"By the time I was cast in Rock'n'Roll in 2006 I had been following Tom for years. I saw Rosencrantz and Guildenstern Are Dead when it came to London in 1967 with the wonderful Graham Crowden as the Player King. It was a big sensation. The Real Thing was a great play and Arcadia was extraordinary. Rock'n'Roll was w at the Royal Court in London by Trevor Nunn and starred Rufus Sewell as Jan, a Czech student who returns to Prague in 1968."
"It was a fascinating experience, because there were two plays there: the play about Sappho, the Ancient Greek poet, and the play about the Soviet takeover in Czechoslovakia. It was a statement about what Tom believed. In it, he talked about the Plastic People of the Universe, the real-life psychedelic Czech band who were banned by the communist government even though they did not see themselves as political."
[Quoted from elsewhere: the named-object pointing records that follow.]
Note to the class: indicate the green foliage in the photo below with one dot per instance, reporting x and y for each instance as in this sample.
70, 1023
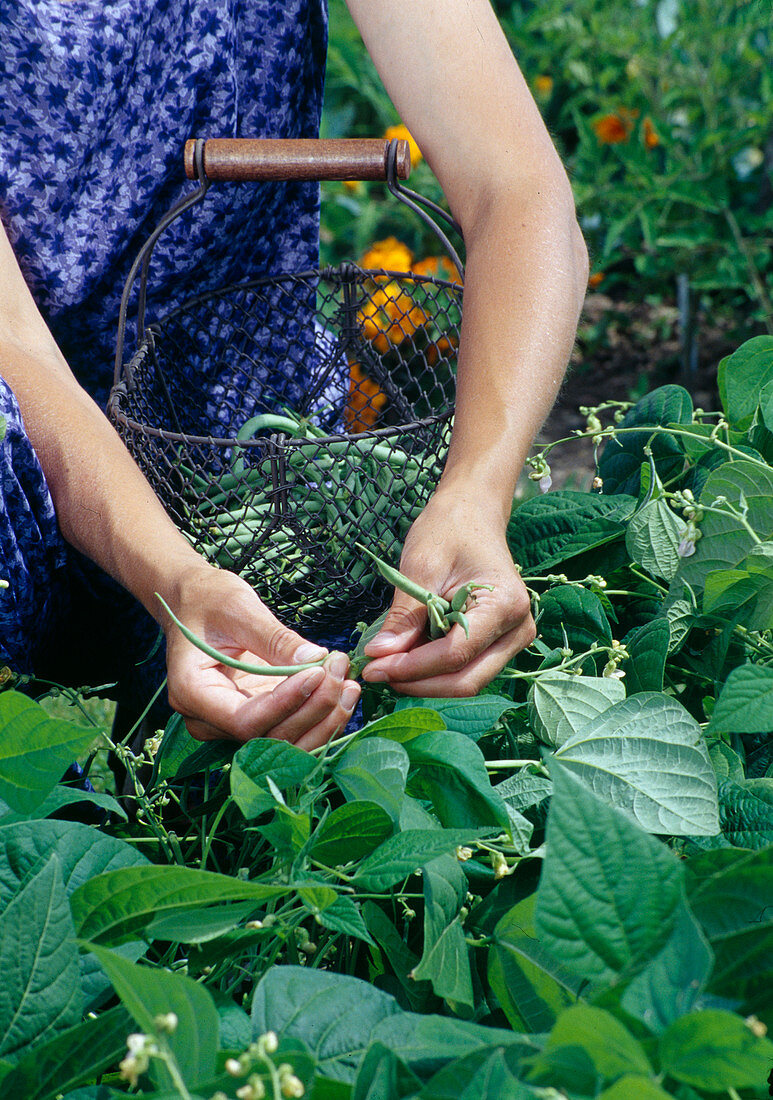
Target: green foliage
561, 884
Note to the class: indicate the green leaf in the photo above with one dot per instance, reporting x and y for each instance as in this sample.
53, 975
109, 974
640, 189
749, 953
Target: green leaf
119, 905
474, 717
198, 926
573, 614
293, 1001
484, 1075
176, 746
648, 647
350, 832
550, 529
344, 915
621, 459
40, 993
653, 537
726, 541
35, 750
609, 893
445, 958
647, 757
740, 377
561, 704
417, 716
726, 762
672, 983
382, 1075
631, 1087
716, 1051
730, 894
260, 758
69, 1058
530, 985
83, 854
747, 812
399, 956
609, 1046
62, 796
402, 855
375, 770
523, 790
744, 592
746, 702
680, 615
147, 992
452, 773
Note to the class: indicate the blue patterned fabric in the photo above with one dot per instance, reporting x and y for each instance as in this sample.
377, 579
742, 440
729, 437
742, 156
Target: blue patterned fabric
97, 99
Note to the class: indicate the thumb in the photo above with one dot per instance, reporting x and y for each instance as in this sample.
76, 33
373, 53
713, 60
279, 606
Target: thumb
402, 626
283, 646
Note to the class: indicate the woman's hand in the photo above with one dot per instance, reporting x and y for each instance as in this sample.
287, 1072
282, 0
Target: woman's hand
217, 702
451, 543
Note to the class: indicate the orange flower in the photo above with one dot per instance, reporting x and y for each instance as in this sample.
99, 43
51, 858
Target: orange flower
438, 267
389, 253
402, 133
389, 316
651, 138
365, 400
614, 129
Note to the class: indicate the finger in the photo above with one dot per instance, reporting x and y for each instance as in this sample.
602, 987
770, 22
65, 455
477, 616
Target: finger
334, 723
474, 675
330, 704
218, 707
490, 618
404, 625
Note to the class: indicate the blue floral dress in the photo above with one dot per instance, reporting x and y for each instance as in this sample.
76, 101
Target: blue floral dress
97, 99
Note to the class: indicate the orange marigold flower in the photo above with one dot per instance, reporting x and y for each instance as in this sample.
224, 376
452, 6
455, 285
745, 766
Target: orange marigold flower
389, 316
366, 399
614, 129
389, 253
402, 133
651, 138
438, 267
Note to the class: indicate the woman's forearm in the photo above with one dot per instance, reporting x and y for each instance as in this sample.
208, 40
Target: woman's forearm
526, 278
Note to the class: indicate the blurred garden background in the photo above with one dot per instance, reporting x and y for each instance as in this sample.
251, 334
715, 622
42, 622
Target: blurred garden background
662, 111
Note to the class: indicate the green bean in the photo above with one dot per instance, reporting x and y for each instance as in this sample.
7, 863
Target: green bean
258, 670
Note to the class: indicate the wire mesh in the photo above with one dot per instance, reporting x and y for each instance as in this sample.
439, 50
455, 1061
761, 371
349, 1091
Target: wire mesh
282, 420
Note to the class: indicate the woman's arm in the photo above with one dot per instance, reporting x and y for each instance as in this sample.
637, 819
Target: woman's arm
454, 81
107, 509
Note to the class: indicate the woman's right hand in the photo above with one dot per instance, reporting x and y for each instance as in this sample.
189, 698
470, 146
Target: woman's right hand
218, 702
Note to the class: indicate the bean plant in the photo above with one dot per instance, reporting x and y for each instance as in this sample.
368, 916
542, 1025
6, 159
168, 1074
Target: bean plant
560, 888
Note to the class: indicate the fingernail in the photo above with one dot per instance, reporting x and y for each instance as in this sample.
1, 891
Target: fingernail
309, 652
339, 666
349, 697
311, 680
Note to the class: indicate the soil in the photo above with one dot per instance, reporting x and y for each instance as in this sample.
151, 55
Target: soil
624, 350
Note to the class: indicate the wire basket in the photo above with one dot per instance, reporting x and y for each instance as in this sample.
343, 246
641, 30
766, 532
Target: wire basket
315, 408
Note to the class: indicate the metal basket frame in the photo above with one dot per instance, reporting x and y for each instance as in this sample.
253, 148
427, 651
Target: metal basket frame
341, 593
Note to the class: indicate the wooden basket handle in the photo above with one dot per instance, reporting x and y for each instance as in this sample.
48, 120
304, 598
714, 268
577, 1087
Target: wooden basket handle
253, 158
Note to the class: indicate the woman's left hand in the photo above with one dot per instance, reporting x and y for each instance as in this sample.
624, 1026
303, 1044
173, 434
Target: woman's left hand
453, 542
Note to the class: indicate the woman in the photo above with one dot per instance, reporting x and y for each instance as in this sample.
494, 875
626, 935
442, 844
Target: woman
99, 99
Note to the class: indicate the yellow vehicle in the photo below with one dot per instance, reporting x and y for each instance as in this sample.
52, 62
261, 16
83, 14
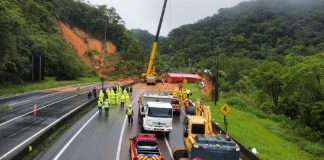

"What distinguished Tom as a writer were his clear and purposeful ideas. He knew what his purpose was in everything he wrote and there was no way you could deviate from that. Max was based on Eric Hobsbawm, the great intellectual Marxist, but ideas were more important to Tom than character. I said to him: Why am I sitting here listening to a lecture on Syd Barrett if I'm based on Eric Hobsbawm?"
I was cast in Rock'n'Roll in 2006 after following Tom's plays for years, having seen Rosencrantz and Guildenstern Are Dead in 1967 and admired The Real Thing and Arcadia. Rock'n'Roll, directed by Trevor Nunn at the Royal Court, starred Rufus Sewell as Jan, a Czech student returning to Prague in 1968, while I played Max, a Marxist academic. The production juxtaposed a Sapphic drama with the Soviet takeover in Czechoslovakia and referenced the banned Czech band Plastic People of the Universe. I recalled Cold War suspicions about Western music during work in Russia in the 1980s. Tom prioritized clear, purposeful ideas above character, yet he remained charming and never harsh.